In my post Shampoo Day, I mentioned that I had stopped using store bought shampoo and had switched to black soap. I invited anyone who wanted to know why I had made that decision to leave a comment saying so. That was because as I did not want to make the Shampoo Day post too long by explaining my transition to black soap. Adaeze left such a comment so here’s the post.
In my journey as a “naturalista”, I find that I am constantly adjusting my choices. One such adjustment was the decision to stop using commercial shampoo for my hair.

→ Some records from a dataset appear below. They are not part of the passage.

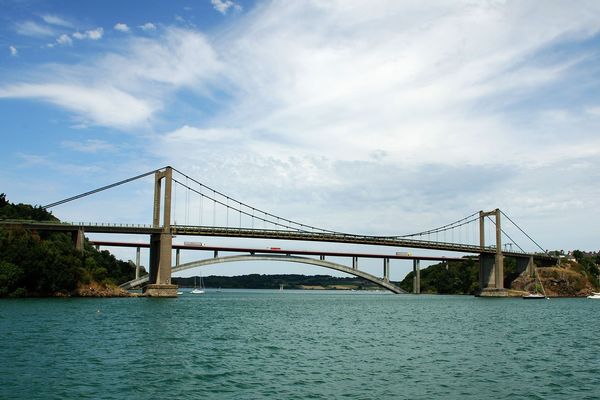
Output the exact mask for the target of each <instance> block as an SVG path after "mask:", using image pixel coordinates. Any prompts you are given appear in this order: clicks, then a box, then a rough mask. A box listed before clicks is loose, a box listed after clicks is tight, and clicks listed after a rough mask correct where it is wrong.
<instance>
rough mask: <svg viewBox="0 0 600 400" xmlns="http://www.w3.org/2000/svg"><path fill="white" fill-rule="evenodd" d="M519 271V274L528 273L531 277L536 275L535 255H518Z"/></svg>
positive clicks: (517, 265)
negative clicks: (535, 270)
mask: <svg viewBox="0 0 600 400" xmlns="http://www.w3.org/2000/svg"><path fill="white" fill-rule="evenodd" d="M517 272H518V273H519V274H522V273H526V274H527V275H528V276H529V277H531V278H534V277H535V263H534V262H533V256H529V257H517Z"/></svg>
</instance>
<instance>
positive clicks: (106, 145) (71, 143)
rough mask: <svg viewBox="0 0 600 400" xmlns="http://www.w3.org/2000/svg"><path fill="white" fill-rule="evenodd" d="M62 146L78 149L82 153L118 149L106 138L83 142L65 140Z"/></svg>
mask: <svg viewBox="0 0 600 400" xmlns="http://www.w3.org/2000/svg"><path fill="white" fill-rule="evenodd" d="M61 145H62V147H64V148H67V149H70V150H74V151H78V152H81V153H92V154H93V153H100V152H114V151H115V150H116V147H115V145H113V144H111V143H107V142H106V141H104V140H98V139H88V140H84V141H81V142H75V141H71V140H67V141H63V142H62V143H61Z"/></svg>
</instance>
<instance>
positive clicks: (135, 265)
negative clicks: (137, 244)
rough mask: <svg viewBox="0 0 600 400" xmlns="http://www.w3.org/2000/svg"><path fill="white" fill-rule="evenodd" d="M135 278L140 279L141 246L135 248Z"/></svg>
mask: <svg viewBox="0 0 600 400" xmlns="http://www.w3.org/2000/svg"><path fill="white" fill-rule="evenodd" d="M135 279H140V248H139V246H138V247H137V249H136V250H135Z"/></svg>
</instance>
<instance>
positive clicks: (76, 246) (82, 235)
mask: <svg viewBox="0 0 600 400" xmlns="http://www.w3.org/2000/svg"><path fill="white" fill-rule="evenodd" d="M71 238H72V239H73V243H74V244H75V250H77V251H79V252H81V253H83V248H84V246H83V245H84V243H85V232H84V231H83V228H78V229H77V230H76V231H73V232H71Z"/></svg>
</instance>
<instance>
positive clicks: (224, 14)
mask: <svg viewBox="0 0 600 400" xmlns="http://www.w3.org/2000/svg"><path fill="white" fill-rule="evenodd" d="M210 2H211V3H212V5H213V7H214V9H215V10H217V11H218V12H220V13H221V14H223V15H225V14H227V11H229V9H230V8H233V9H234V10H236V11H241V10H242V6H240V5H239V4H237V3H236V2H234V1H232V0H211V1H210Z"/></svg>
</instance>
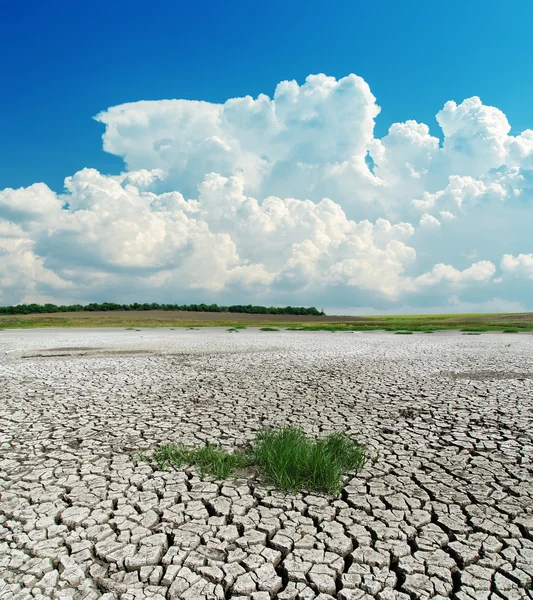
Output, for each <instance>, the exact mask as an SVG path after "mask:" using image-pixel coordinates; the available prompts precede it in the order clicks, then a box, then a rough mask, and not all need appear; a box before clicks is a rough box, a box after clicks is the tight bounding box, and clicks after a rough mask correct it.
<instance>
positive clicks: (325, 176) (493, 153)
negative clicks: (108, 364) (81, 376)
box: [0, 1, 533, 314]
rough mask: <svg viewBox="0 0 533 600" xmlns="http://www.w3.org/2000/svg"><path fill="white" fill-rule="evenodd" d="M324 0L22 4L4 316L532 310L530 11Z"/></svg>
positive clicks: (0, 288) (332, 312)
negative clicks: (209, 305)
mask: <svg viewBox="0 0 533 600" xmlns="http://www.w3.org/2000/svg"><path fill="white" fill-rule="evenodd" d="M29 4H30V5H32V3H31V2H30V3H29ZM96 4H98V2H96V3H95V6H96ZM139 4H142V3H139ZM314 4H315V3H313V2H306V3H305V4H304V3H299V2H294V3H293V4H291V7H290V9H287V8H286V7H285V9H283V10H282V6H283V5H282V4H281V3H277V2H272V3H271V4H269V7H268V8H263V9H261V10H263V11H264V12H263V13H262V14H249V12H250V11H249V6H250V5H249V4H247V3H241V2H237V1H234V2H231V1H230V2H226V3H224V5H223V6H222V5H221V4H219V3H217V2H214V1H213V2H206V3H204V5H202V6H199V7H197V8H195V9H191V8H190V7H189V8H185V4H183V5H182V6H180V3H179V2H178V3H173V4H172V8H169V6H170V3H163V2H151V3H150V10H151V11H153V15H152V17H150V14H146V15H145V14H142V12H141V13H139V12H138V11H137V12H136V15H135V16H132V15H131V11H130V12H123V13H120V10H121V9H122V10H123V11H126V9H127V7H129V8H131V7H132V3H129V4H127V5H126V4H123V5H122V6H121V3H120V2H117V3H116V4H113V7H112V8H111V13H110V12H109V10H107V9H106V11H102V12H101V13H99V12H98V10H95V11H94V12H93V14H91V15H86V14H83V13H82V12H80V13H79V14H73V13H72V12H67V11H69V10H71V9H69V6H71V5H70V4H69V3H66V2H59V1H52V2H50V4H49V5H48V4H47V6H50V9H49V12H47V13H41V14H39V11H40V10H42V6H44V5H43V4H42V3H38V2H35V3H34V6H33V7H34V9H35V10H34V11H33V13H32V14H31V15H30V16H28V11H27V7H26V9H25V11H24V14H23V12H22V11H21V12H20V13H18V12H16V11H17V10H18V9H17V8H16V7H13V8H12V12H10V13H9V15H8V21H9V27H8V29H7V31H4V33H5V34H6V35H7V38H6V36H4V38H3V40H4V41H3V42H2V45H3V46H5V47H4V48H2V49H1V50H2V51H3V52H9V53H10V55H11V56H13V60H12V61H11V62H10V65H9V68H8V69H7V71H6V73H5V77H4V79H5V82H6V83H7V84H9V85H8V86H7V87H6V89H9V92H8V93H7V94H5V95H4V96H3V98H2V100H1V105H0V108H1V109H2V110H3V114H4V123H5V125H6V131H5V135H4V139H3V144H2V146H3V149H2V156H1V159H2V160H1V162H2V165H1V170H0V304H16V303H21V302H34V301H35V302H47V301H49V302H57V303H71V302H90V301H105V300H107V301H116V302H134V301H143V302H144V301H156V302H180V303H181V302H218V303H221V304H222V303H224V304H225V303H230V302H239V303H241V302H242V303H248V302H250V303H257V304H275V305H279V304H283V305H285V304H293V305H315V306H317V307H319V308H324V309H325V310H326V311H327V312H331V313H333V312H337V313H367V314H368V313H398V312H403V313H413V312H436V311H438V312H474V311H477V312H496V311H520V310H533V130H532V129H528V127H531V128H533V111H532V104H531V97H532V95H531V92H532V91H533V81H532V80H533V75H532V74H531V73H532V72H531V69H526V68H525V66H526V62H527V60H528V51H527V48H526V45H525V44H526V42H527V35H525V32H524V36H522V37H520V31H518V32H517V30H516V27H520V23H524V22H531V21H530V20H529V21H528V19H526V18H525V17H526V16H527V15H526V14H523V15H522V17H520V15H518V18H517V14H516V12H515V13H514V16H513V17H512V19H513V21H516V23H514V22H513V25H514V26H515V27H514V30H513V31H510V30H509V28H508V27H507V26H509V25H511V23H510V22H507V21H506V19H507V20H508V19H511V16H510V15H502V14H501V12H498V13H497V14H494V11H493V12H491V11H490V10H489V9H490V7H489V5H490V4H491V3H490V2H488V3H487V2H483V3H481V2H480V3H478V7H479V8H481V7H483V11H485V12H482V13H480V12H479V10H478V11H475V10H472V8H471V7H472V6H474V5H476V2H472V5H471V7H470V9H469V8H468V7H466V8H465V7H463V8H462V10H459V9H460V7H461V3H458V2H457V3H456V2H451V3H449V4H448V5H447V12H446V13H442V14H440V12H439V11H440V10H441V9H436V8H434V9H433V10H432V11H431V10H429V11H428V9H427V7H425V3H421V2H420V3H419V2H412V3H411V8H410V10H407V11H403V12H401V13H400V12H395V10H397V9H395V4H396V3H392V2H391V3H390V5H389V6H388V8H389V9H390V10H389V11H385V12H386V14H385V15H384V14H381V15H380V16H379V18H378V15H377V13H375V12H374V10H375V9H371V8H364V9H363V8H359V9H358V8H357V7H356V6H355V5H356V4H357V3H353V4H351V3H350V7H346V8H343V9H339V10H336V11H335V12H334V14H333V12H332V13H331V14H329V13H327V12H326V13H325V12H323V9H322V12H321V11H320V10H319V8H320V7H322V6H323V4H321V3H316V6H314ZM408 4H409V3H408ZM463 4H464V3H463ZM511 4H513V3H512V2H511ZM386 5H387V3H384V5H383V6H382V7H381V9H382V10H383V8H384V7H386ZM516 5H517V6H516V7H515V8H517V9H522V10H523V11H524V12H527V13H528V15H529V18H531V17H533V10H532V9H531V4H530V3H526V2H523V3H521V2H517V3H516ZM103 6H104V5H103V4H102V9H103ZM469 6H470V5H469ZM498 6H501V5H500V4H498ZM147 7H148V5H145V8H147ZM247 7H248V8H247ZM298 7H299V11H298ZM304 7H307V8H306V10H305V11H304V10H303V9H304ZM313 9H316V10H313ZM254 10H256V11H257V10H258V9H254ZM500 10H501V9H500ZM115 13H116V14H115ZM243 13H244V14H243ZM509 13H512V11H511V8H509ZM43 19H44V20H45V21H46V23H48V24H50V28H48V27H47V26H45V27H43V26H42V25H43ZM52 20H53V21H54V24H53V25H52V24H51V21H52ZM110 22H111V25H110ZM258 23H260V25H258ZM118 24H120V27H119V26H118ZM296 25H298V26H296ZM436 25H438V27H437V28H436V27H435V26H436ZM3 27H5V23H4V25H3ZM54 29H56V31H54ZM59 30H61V31H62V32H65V33H64V35H61V36H58V35H56V34H58V33H59ZM111 31H112V32H113V36H110V35H109V34H110V32H111ZM496 34H497V35H496ZM95 36H99V37H98V39H97V38H96V37H95ZM29 45H31V48H30V49H29ZM30 50H31V51H30ZM517 77H520V81H517ZM502 105H503V106H502ZM504 109H505V110H504ZM91 117H94V119H91Z"/></svg>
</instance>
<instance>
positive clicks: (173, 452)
mask: <svg viewBox="0 0 533 600" xmlns="http://www.w3.org/2000/svg"><path fill="white" fill-rule="evenodd" d="M153 459H154V461H155V463H156V464H157V466H158V467H159V468H160V469H162V470H164V471H166V470H167V469H168V467H169V466H174V467H177V468H181V467H182V466H183V465H185V464H192V465H196V466H197V467H198V468H199V469H200V473H201V475H202V476H204V475H206V474H207V475H213V476H214V477H216V478H217V479H227V478H228V477H230V476H231V475H232V474H233V473H234V472H235V471H236V470H237V469H242V468H243V467H244V466H245V461H246V457H245V456H244V454H243V453H242V452H234V453H230V452H227V451H226V450H223V449H222V448H219V447H218V446H215V445H213V444H207V445H206V446H202V447H200V448H192V449H191V448H187V447H186V446H184V445H182V444H173V443H169V444H162V445H161V446H158V447H157V448H156V449H155V451H154V454H153Z"/></svg>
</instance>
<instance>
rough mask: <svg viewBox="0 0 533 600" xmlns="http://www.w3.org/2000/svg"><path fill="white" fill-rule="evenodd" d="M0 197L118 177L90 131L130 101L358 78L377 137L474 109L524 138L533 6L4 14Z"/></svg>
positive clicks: (417, 7)
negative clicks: (76, 181) (513, 131)
mask: <svg viewBox="0 0 533 600" xmlns="http://www.w3.org/2000/svg"><path fill="white" fill-rule="evenodd" d="M1 6H2V19H1V22H0V49H1V54H2V56H3V57H4V58H7V60H5V62H3V66H2V72H1V76H2V80H3V84H2V90H3V91H2V94H0V111H1V114H2V115H3V124H2V140H3V143H2V145H1V150H0V151H1V160H0V187H7V186H9V187H18V186H21V185H29V184H31V183H33V182H34V181H43V182H45V183H47V184H49V185H51V186H52V187H53V188H54V189H56V190H58V191H60V189H61V187H62V184H63V179H64V178H65V177H66V176H67V175H70V174H71V173H73V172H75V171H76V170H78V169H81V168H83V167H85V166H93V167H95V168H97V169H99V170H101V171H102V172H106V173H107V172H114V171H116V170H117V169H120V167H121V161H120V159H118V158H117V157H113V156H109V155H106V154H104V153H103V152H102V146H101V143H100V135H101V133H102V127H101V126H100V125H98V124H97V123H95V122H94V121H92V119H91V117H92V116H93V115H95V114H96V113H98V112H100V111H101V110H104V109H106V108H107V107H109V106H113V105H116V104H121V103H123V102H132V101H135V100H159V99H163V98H184V99H190V100H206V101H209V102H224V101H225V100H226V99H227V98H232V97H237V96H243V95H246V94H250V95H252V96H256V95H257V94H259V93H267V94H271V93H272V91H273V89H274V87H275V86H276V84H277V83H278V82H279V81H281V80H283V79H296V80H298V81H301V80H303V79H305V77H306V76H307V75H308V74H310V73H327V74H328V75H333V76H335V77H342V76H344V75H346V74H348V73H356V74H357V75H360V76H361V77H363V78H364V79H365V80H366V81H367V82H368V83H369V85H370V87H371V88H372V91H373V93H374V95H375V96H376V97H377V100H378V104H380V106H381V107H382V112H381V114H380V115H379V117H378V119H377V121H376V134H377V135H383V134H384V133H385V132H386V130H387V128H388V127H389V125H390V124H391V123H393V122H396V121H404V120H406V119H416V120H418V121H421V122H423V123H427V124H428V125H429V126H430V128H431V130H432V132H438V128H437V124H436V122H435V113H436V112H437V111H438V110H439V109H440V108H441V107H442V105H443V104H444V102H445V101H447V100H450V99H454V100H456V101H457V102H460V101H461V100H463V99H464V98H468V97H470V96H472V95H477V96H480V97H481V99H482V100H483V102H484V103H485V104H489V105H492V106H497V107H498V108H500V109H501V110H502V111H503V112H504V113H505V114H506V115H507V117H508V119H509V121H510V123H511V125H512V127H513V130H516V131H522V130H523V129H525V128H526V127H533V115H532V110H531V98H532V97H533V70H532V69H531V67H529V66H528V62H529V56H530V54H531V23H532V22H533V3H531V2H529V1H527V0H524V1H510V2H507V3H505V4H502V2H499V1H496V0H481V1H477V0H472V1H465V0H462V1H457V0H451V1H448V2H427V1H418V0H409V1H407V2H396V1H384V2H383V1H382V2H375V3H372V2H358V1H354V2H335V3H328V2H323V1H316V0H305V1H300V0H291V1H290V2H287V1H284V0H282V1H279V0H269V2H249V1H242V0H229V1H215V0H212V1H207V2H206V1H198V2H181V1H176V2H170V1H166V2H161V1H158V0H153V1H150V2H138V1H136V0H128V1H127V2H124V1H122V0H113V1H111V2H110V1H106V2H102V1H100V0H91V2H71V1H68V0H63V1H58V0H47V2H40V1H36V0H30V1H26V2H11V1H6V0H2V2H1Z"/></svg>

At the time I made this decision, I was using Motion’s Lavish Conditioning Shampoo.
Here are the ingredients that this shampoo contains:
Aqua, Sodium Lauryl Sulfate, Cocamidopropyl Betaine, PPG-5-Ceteth-10 Phosphate, Disodium Cocoamphodipropionate, PEG-30 Glyceryl Cocoate, Hydrolyzed Keratin, Hydrolyzed Silk Serica, Cocotrimonium Chloride, Glycol Distearate, Sodium C14-17 Alkyl Sec Sulfonate, Propylene Glycol, PEG-120 Methyl Glucose Dioleate , PEG-12 Dimethicone, Polyquaternium-10, Citric Acid, Methylparaben, Propylparaben, Diazolidinyl Urea, Linalool, Fragrance Parfum.
Although, I dumped this product because of almost all of their ingredients are unsafe, I will just take a minute to talk about the ingredient highlighted in red: Sodium Lauryl Sulfate (SLS). I will also speak on its close relation: Sodium Laureth Sulfate (SLES).
They are known skin and eye irritants. They are also known to be drying to skin and hair. You may ask why manufacturers still use them in formulating body products since they are known irritants. The quick answer is that SLSs and SLESs are used because they are cheap surfactants. They give you loads of suds for a penny. For that reason, any concerns regarding the health of consumers are chucked out the window.
There have been several published reports in scientific journals about SLSs and SLESs. They are known to make the proteins on the skin more soluble thus leaving the skin more permeable and making the skin a corridor through which environmental contaminants get into the body. That is like leaving the door to your house open for all and sundry to come in at will.
SLESs are less irritating than SLSs but stay in the body longer because they cannot be metabolized by the liver. Just by gaining contact with the skin, they enter the body and maintain residual levels in the heart, the liver, the lungs and the brain. This is scary when one learns that SLS and SLES are also linked with a known carcinogen (a substance or agent causing cancer) called 1, 4-Dioxane.
Now if you are merely interested in the beauty side of things especially regarding shampoos, SLSs and SLESs dry your hair out by stripping it of its natural oils. This leaves hair weak and may even cause hair loss.
By the way, if you think that washing off the shampoo really well will save your hair, the very next ingredient on the list: Cocamidopropyl Betaine is what is known as a penetration enhancer which means that its work is to ensure that the active ingredients (along with other ingredients of course) are delivered efficiently to hair/skin. That way, the product is not just left on the hair shaft, it penetrates into the hair shaft.
Here is a short list of products that contain our SLSs and SLESs. You will begin to get a real idea of how difficult it is to avoid them because they are in:
• laundry detergent
• skin and facial cleansers
• children’s soap and shampoos
and much much more. Also, they can be listed with different chemical names depending on the manufacturer. I believe SLES and SLS have about 150 other names they are known by.
There are now shampoos commercially available that do not have any SLS or SLES in them. These are however not available in Nigeria (at least I have not found any here).
I use black soap (which is a great soap) as a shampoo and for bathing. It is sudsy without the help of irritating SLSs and SLESs and best of all it is all natural. Barks, stems and leaves of plants like plantain, cocoa are used in the preparation of black soap and they impart their goodness to the soap.
I tend to buy the local one that is wrapped in paper and then mix it with ingredients that I specifically want in my soap, depending on my mood when I am mixing. The last batch I made, got some coconut oil, aloe vera gel and lavender essential oil mixed in….smells good and feels great on the skin.
References: Final Report on the Safety Assessment of Sodium Lauryl Sulfate, JOURNAL OF THE AMERICAN COLLEGE OF TOXICOLOGY, Volume 2. Number 7, 1983.